VSCO fotografiert einen Testaufbau mit allen digitalen Kameras und dann eben mit den entsprechenden Filmen. So gelingt es ihnen, ein sehr genaues Farbprofil zu erzeugen. Mit Kodachrome ist das leider nicht mehr möglich, da man ihn im K14 nicht mehr entwickeln kann. Das ging nur über Kodak selbst, bzw. einige Fachlabore. 2009 hat Kodak diesen Dienst aber eingestellt. VSCO konnte also keine Grundlage mehr schaffen, die ihren Standards genügt.
Nun muss man sagen, dass VSCO da auch versucht besonders wirtschaftlich ranzugehen. Das Investment an Zeit, ist nicht absehbar, was man benötigt, um eventuell die richtige Übersetzung zu erraten. Nichts anderes habe ich aber gemacht. Ich habe versucht möglichst viel Material auf Kodachrome zu finden, um die Farbdarstellung irgendwie nachempfinden zu können. Also man weiß ja, wie ein roter Hydrant aussieht und wenn ich ein Bild habe, bei dem ich sehen kann, wie der auf Kodachrome funktioniert, kann ich mir schon mal das Rot annähernd übersetzen. Hat man die wichtigsten Farben durch, braucht es noch einiges an Detailarbeit und man erhält ein brauchbares, aber nicht so eindeutiges Ergebnis wie VSCO. Ich habe 2 Jahre immer mal wieder daran gearbeitet und vor ein paar Wochen halt plötzlich große Schritte vorwärts machen können, da mir nun das nötige Material zur Verfügung stand. Für VSCO war der Weg vermutlich zu weit und zu wenig erfolgsversprechend.
Toller Artikel und beeindruckendes Ergebnis.

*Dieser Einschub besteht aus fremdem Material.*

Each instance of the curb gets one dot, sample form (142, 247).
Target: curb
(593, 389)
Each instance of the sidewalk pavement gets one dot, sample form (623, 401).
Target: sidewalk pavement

Mich würde sehr interessieren, wie du mit den Tools die Lightroom bietet vorgehst um einen bestimmten Look zu kreieren/nachzustellen. Also welche Vorgehensweise die Basis darstellt, um mit sicherlich viel Recherche und Detailarbeit ein solches Preset zu kreieren.
Vielleicht wäre das auch einen eigenen Artikel wert :).
Da kommt so viel zusammen, zum Beispiel, dass man zufällig auf PDFs von Kodak stößt, in denen die Tonwertkurven bei bestimmten Belichtungen wiedergegeben werden, ohne dass man danach gesucht hat und sich denkt, och… gar nicht so dumm. Es ist einiges an Erfahrung nötig, um Bilder und Looks lesen zu lernen und am Ende ist Reverse Engineering oft ein Weg ins Leere. Schwer zu erklären, aber ich denke mal drüber nach und vielleicht schaffe ich es ja, die richtigen Worte zu finden.
Blogartikel dazu: Classic K14 Lightroom Preset von André Duhme | Birger
Die Bilder sind super, wahrscheinlich auch besonders durch die Stimmung des Presets. Ich bin begeistert. Auch sehr spannend, wie sich das Projekt entwickelt hat.
Blogartikel dazu: Die Suche hat ein Ende - Festbrenner - Michael Dockhorn PhotographieFestbrenner – Michael Dockhorn Photographie
Blogartikel dazu: Fotografie-Blog-Bühne 2017 | CARSTEN KIESSLER photographie
Blogartikel dazu: 3 MONATE – TALK, FOTO, BUCH, MUSIK | duetundat.net
Hallo André,
ist geplant, die Presets auch für Capture One umzusetzen? Leider bin ich kein Light-Room Nutzer.
Beste Grüße
Benedikt
Hallo Bene, C1 Styles sind nun auch umgesetzt, solltest du es noch nicht mitbekommen haben. :)
Blogartikel dazu: Classic K14 64er - Modern
Blogartikel dazu: The Classic Presets | aufzehengehen - Jonas Hafner Fotografie
26 Euro für das k14 Preset find ich ziemlich überzogen.